Políticas públicas beneficiam agricultura familiar


O biênio 2009/2010 marcou a estruturação das políticas públicas voltadas para a agricultura familiar e a realização de oito edições do projeto Seagri Itinerante, criado com o objetivo de levar o governo para mais perto do produtor e perceber in loco as dificuldades.

Elaborado para equacionar o licenciamento ambiental da região, o plano Oeste Sustentável tornou-se um marco para a Bahia e para o Brasil, assim como o termo de compromisso firmado para o licenciamento ambiental coletivo do Agropolo Mucugê/Ibicoara.

No programa Garantia Safra, o estado saiu da marca de 6.067 adesões em 2006 para 64.879 este ano. A questão do endividamento, que prejudicava mais de 150 mil agricultores familiares em 242 municípios, impedidos de acessar os programas do Pronaf, foi resolvida com políticas públicas implementadas pelo governo.

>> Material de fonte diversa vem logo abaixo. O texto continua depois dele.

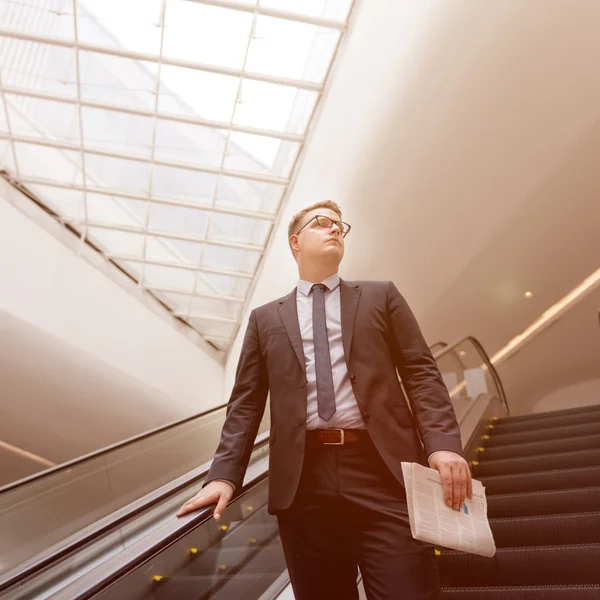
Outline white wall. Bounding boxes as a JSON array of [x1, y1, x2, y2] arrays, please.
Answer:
[[225, 0, 600, 414], [0, 180, 224, 460], [531, 380, 600, 413]]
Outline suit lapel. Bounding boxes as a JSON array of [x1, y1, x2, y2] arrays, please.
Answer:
[[340, 279, 361, 365], [279, 289, 306, 374]]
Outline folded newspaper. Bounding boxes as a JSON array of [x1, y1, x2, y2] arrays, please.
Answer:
[[402, 462, 496, 557]]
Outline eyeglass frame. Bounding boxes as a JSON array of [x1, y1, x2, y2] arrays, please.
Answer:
[[294, 215, 352, 238]]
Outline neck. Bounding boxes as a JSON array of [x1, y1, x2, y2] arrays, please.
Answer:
[[298, 265, 338, 283]]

Pronaf – Em 2006, apenas 80 mil agricultores tinham DAPs (Declarações de Aptidão ao Pronaf – Programa Nacional de Fortalecimento da Agricultura Familiar. Em outubro deste ano, a secretaria comemorou a marca de 430 mil, superando a meta de 400 mil, traçada para ser alcançada em dezembro.

Esse resultado foi obtido graças à implantação da DAP Offline – fórmula que a Seagri propôs ao governo federal para facilitar o acesso do agricultor familiar ao crédito do Pronaf, ao Programa de Aquisição de Alimentos (PAA) e ao Programa Nacional de Alimentação Escolar (PNAE) –, que se transformou em modelo para o Brasil.

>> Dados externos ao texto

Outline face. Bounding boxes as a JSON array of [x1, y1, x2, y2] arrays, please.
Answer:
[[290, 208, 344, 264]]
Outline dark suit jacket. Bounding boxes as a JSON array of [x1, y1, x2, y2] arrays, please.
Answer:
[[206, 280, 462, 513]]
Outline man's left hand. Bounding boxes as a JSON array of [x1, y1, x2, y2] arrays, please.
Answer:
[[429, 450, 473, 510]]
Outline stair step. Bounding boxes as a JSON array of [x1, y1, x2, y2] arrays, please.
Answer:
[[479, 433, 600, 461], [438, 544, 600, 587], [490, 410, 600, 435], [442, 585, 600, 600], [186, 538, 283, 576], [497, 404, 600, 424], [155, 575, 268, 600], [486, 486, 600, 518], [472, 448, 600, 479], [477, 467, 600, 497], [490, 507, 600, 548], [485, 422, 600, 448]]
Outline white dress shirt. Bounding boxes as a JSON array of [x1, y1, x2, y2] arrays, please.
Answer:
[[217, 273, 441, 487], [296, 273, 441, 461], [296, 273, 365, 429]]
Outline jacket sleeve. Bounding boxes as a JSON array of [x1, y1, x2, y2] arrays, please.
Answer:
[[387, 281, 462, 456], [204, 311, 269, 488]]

Também houve evolução da aplicação dos recursos da Companhia Nacional de Abastecimento (Conab). Em 2007, foram R$ 14 milhões. Este ano, o valor passou para, aproximadamente, R$ 40 milhões. A Bahia evoluiu também com a implantação do Programa de Distribuição de Sementes, agora produzidas pela agricultura familiar.

Crédito – Por meio da Seagri, o governo implantou o programa Crédito Assistido, em parceria com o Banco do Nordeste, com o objetivo de garantir o acesso do agricultor familiar a financiamentos. A assistência técnica e a extensão rural prestadas aos agricultores familiares deram um salto quantitativo e qualitativo. O estado saiu dos 80 mil agricultores familiares assistidos em 2006 para 400 mil em 2010.